Ehemaliger Königssitz?
Gigantisches Langhaus aus 3. Jh. in Norwegen entdeckt
Die eingebundenen Archäologen mussten tatsächlich zweimal hinsehen, doch das Ergebnis war eindeutig: Ein ungewöhnlich großes Langhaus, das einst in Øvre Eiker stand, wurde im 3. Jahrhundert erbaut – und könnte einem König gehört haben.
Die Grabungen in Øvre Eiker nahe Oslo im Sommer 2023 waren mit hohen Erwartungen verbunden – und die Archäologen wurden nicht enttäuscht. Zum Vorschein kam nämlich ein Langhaus von außergewöhnlichen Dimensionen.
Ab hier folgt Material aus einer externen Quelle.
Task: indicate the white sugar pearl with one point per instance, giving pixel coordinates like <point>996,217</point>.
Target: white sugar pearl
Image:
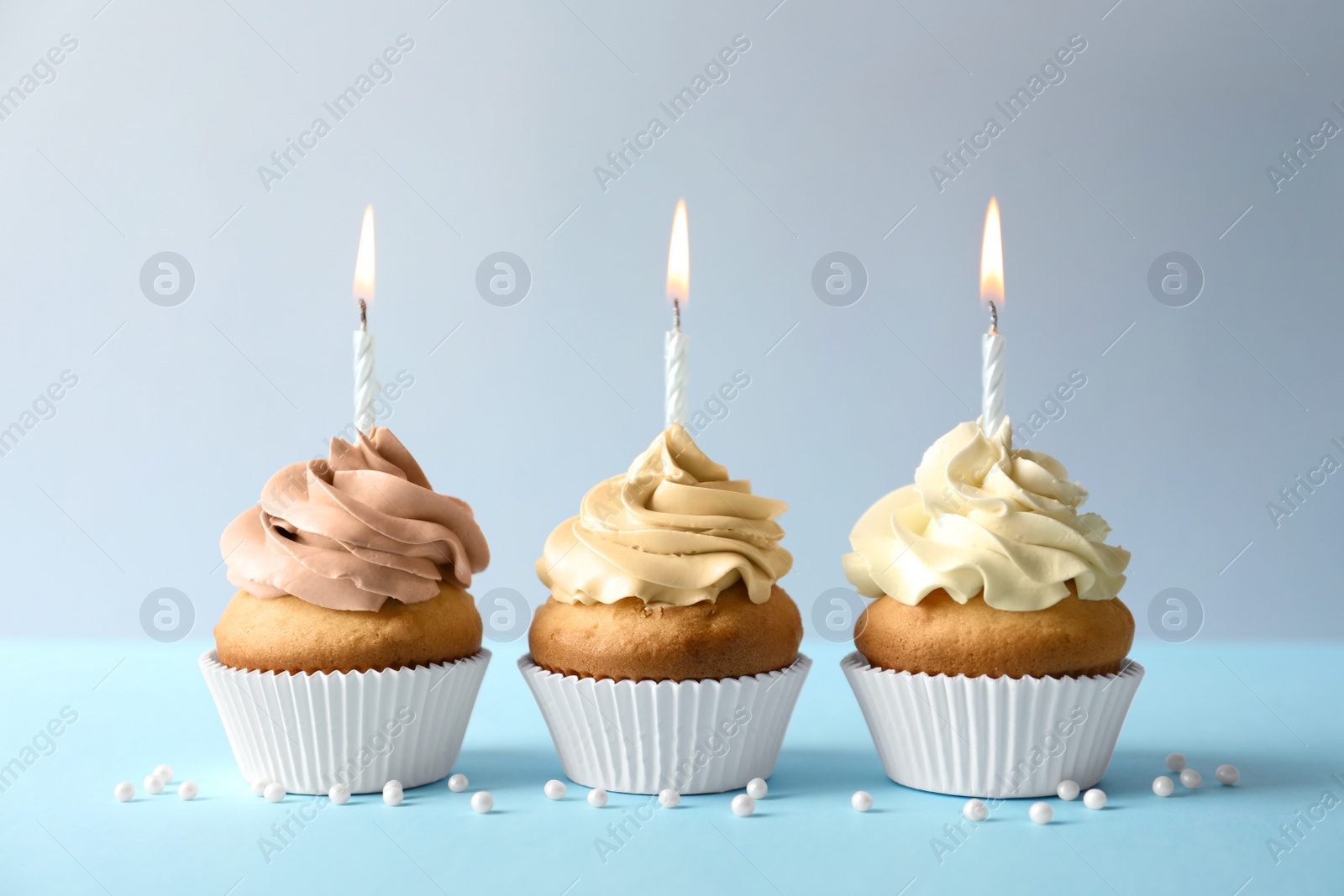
<point>393,793</point>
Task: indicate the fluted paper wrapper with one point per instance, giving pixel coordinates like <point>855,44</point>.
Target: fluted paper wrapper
<point>308,731</point>
<point>998,738</point>
<point>643,736</point>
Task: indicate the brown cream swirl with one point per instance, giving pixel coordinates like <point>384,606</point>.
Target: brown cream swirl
<point>353,531</point>
<point>672,530</point>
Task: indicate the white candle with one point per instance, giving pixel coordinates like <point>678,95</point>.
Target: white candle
<point>676,375</point>
<point>366,383</point>
<point>992,379</point>
<point>992,345</point>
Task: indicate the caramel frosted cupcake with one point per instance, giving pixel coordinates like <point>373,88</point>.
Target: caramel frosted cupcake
<point>353,651</point>
<point>992,660</point>
<point>665,654</point>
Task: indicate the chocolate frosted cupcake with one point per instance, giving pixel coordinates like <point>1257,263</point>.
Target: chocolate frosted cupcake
<point>353,652</point>
<point>667,656</point>
<point>992,660</point>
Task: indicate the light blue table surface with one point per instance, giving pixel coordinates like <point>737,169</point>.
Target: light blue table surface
<point>1274,710</point>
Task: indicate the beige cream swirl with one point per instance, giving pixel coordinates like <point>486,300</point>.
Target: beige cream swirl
<point>353,531</point>
<point>984,517</point>
<point>674,530</point>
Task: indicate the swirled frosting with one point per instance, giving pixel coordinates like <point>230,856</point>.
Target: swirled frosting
<point>984,517</point>
<point>674,530</point>
<point>353,531</point>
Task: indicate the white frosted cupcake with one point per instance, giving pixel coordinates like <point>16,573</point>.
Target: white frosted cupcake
<point>994,658</point>
<point>667,658</point>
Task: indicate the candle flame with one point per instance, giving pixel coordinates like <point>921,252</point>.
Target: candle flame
<point>679,257</point>
<point>992,258</point>
<point>365,258</point>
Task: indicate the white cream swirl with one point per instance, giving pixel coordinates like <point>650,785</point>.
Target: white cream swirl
<point>984,517</point>
<point>674,530</point>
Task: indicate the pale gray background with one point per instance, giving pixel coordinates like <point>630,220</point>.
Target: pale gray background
<point>151,136</point>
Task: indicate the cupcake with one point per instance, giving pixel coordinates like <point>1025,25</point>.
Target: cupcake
<point>992,660</point>
<point>665,656</point>
<point>353,652</point>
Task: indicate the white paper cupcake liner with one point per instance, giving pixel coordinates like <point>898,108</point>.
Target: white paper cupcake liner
<point>999,738</point>
<point>644,736</point>
<point>360,728</point>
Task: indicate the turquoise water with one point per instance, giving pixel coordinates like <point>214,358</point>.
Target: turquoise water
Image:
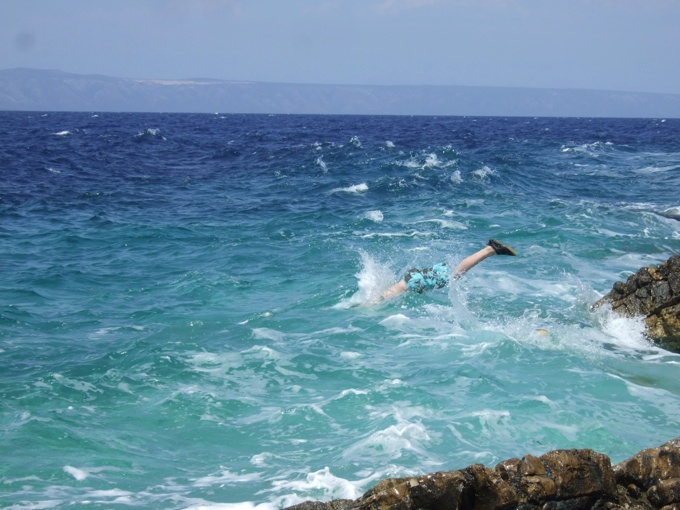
<point>185,314</point>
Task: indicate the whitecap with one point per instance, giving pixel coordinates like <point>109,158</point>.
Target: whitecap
<point>483,173</point>
<point>376,216</point>
<point>267,334</point>
<point>373,280</point>
<point>671,212</point>
<point>322,164</point>
<point>357,188</point>
<point>78,474</point>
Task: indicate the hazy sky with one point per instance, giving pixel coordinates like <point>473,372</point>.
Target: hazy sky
<point>630,45</point>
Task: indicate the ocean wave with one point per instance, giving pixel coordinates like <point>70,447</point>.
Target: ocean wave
<point>356,188</point>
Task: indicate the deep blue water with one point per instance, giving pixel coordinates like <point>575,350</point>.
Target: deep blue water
<point>185,317</point>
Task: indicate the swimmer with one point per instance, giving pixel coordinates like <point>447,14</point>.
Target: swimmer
<point>437,276</point>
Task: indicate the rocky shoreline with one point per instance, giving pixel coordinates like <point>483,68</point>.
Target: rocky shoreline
<point>560,479</point>
<point>654,293</point>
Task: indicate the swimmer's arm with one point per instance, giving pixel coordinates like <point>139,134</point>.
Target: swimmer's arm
<point>398,288</point>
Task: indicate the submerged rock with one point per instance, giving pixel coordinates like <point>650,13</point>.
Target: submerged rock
<point>653,292</point>
<point>561,479</point>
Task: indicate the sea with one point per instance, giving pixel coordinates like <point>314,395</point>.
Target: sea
<point>189,314</point>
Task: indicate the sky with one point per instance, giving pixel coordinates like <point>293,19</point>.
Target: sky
<point>622,45</point>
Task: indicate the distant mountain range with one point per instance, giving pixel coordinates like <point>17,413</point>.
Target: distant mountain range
<point>50,90</point>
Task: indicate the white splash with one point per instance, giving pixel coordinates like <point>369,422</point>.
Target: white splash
<point>356,188</point>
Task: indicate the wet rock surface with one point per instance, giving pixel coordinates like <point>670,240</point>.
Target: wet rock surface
<point>561,479</point>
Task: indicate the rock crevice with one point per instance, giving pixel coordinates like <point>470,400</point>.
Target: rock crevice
<point>654,293</point>
<point>560,480</point>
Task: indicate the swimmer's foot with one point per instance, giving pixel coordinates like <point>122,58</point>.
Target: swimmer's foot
<point>500,248</point>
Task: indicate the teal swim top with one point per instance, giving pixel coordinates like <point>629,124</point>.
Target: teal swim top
<point>420,280</point>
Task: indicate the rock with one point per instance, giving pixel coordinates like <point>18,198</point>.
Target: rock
<point>559,480</point>
<point>653,292</point>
Besonders bemerkenswert: seine Breite. Mit einer Spannweite von 9 Metern zwischen den tragenden Dachsäulen und einer Gesamtbreite von 16 Metern brauchte es massive Balken, um die Konstruktion zu stützen.
„Um etwas Vergleichbares zu finden, müssen wir bis ins 15. Jahrhundert zurückgehen. Anfangs dachten wir daher, das Gebäude stamme aus dieser Zeit,“ erklärt Projektleiter Jes Martens, außerordentlicher Professor am Museum für Kulturgeschichte der Universität Oslo.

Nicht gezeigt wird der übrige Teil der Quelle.